I've thought about the thick lead disc vs. the 1 ounce coin ....

the circulating currents in the flat coin will be predominantly in the one flat plane; they will be that way initially, and will stay that way as they decay, hence the uniform 'slope'. The bulky lead disc may start off with currents circulating mainly in the plane, because of the way the detectors' coil / magnetic field pass through the sample. But it seems likely that they may not stay circulating that way, and could easily end up flowing in loops in a perpendicular plane, ie. through the bulk thickness. The currents will still decay (as the lead has electrical resistance)... but the magnetic field they generate will not be picked up (or picked up much less) because their plane is perpendicular to the detectors coil. It's the "coin-on-edge effect", on a microscopic scale.
This is just a thought .... I'm not sure what particular experiments you could try, to understand the behaviour. Would a second coil, at right-angles to the flat disc/ 1 ounce coin give the answer? A drawing would help explain ... the second coil is on the same plane as the flat coin, but oriented so it sees the coin as 'on-edge'. Edit , attached pic.

------------

And regarding your response tester: I was thinking of other ways to clean up the noise on your charts.
It's not hard to implement a simple ( or not-so-simple ) digital filter in Excel.
A simple one to try is: Filtered sample value = (0.25 x Previous sample value + 0.50 x Sample value + 0.25 x next sample value)

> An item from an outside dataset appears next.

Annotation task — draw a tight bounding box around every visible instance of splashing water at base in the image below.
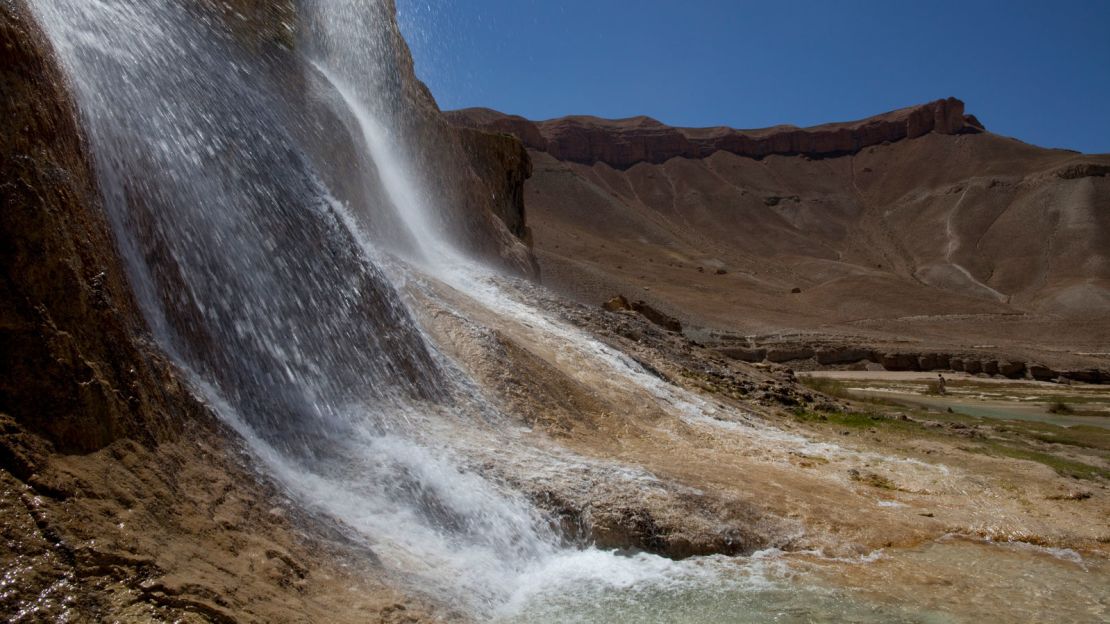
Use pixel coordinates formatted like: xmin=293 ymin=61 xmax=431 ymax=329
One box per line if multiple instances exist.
xmin=26 ymin=0 xmax=1098 ymax=622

Example: if you have samples s₃, s₄, s₅ etc chronologically
then your new samples would be: S₄ = 0.25 x s₃ + 0.5 x s₄ + 0.25 x s₅
You could create dummy values s₀ = s₁, and s_last+1 = s_last to make the first/last S data points less duff.


( did you try the low-pass filter on the 'reference current' input of the log-amp, by the way?)

... Drilled a zinc penny with a 1/2 inch hole and recorded some data. Don't think I could drill one with a 5/8 inch hole with the tools I have, could try if anyone thinks that would cause a fair increase in signal. Don't see that much difference in signal strength between the penny with hole and one without. Maybe the 5/8 inch hole or the target being farther away rom the coil would cause a bigger difference?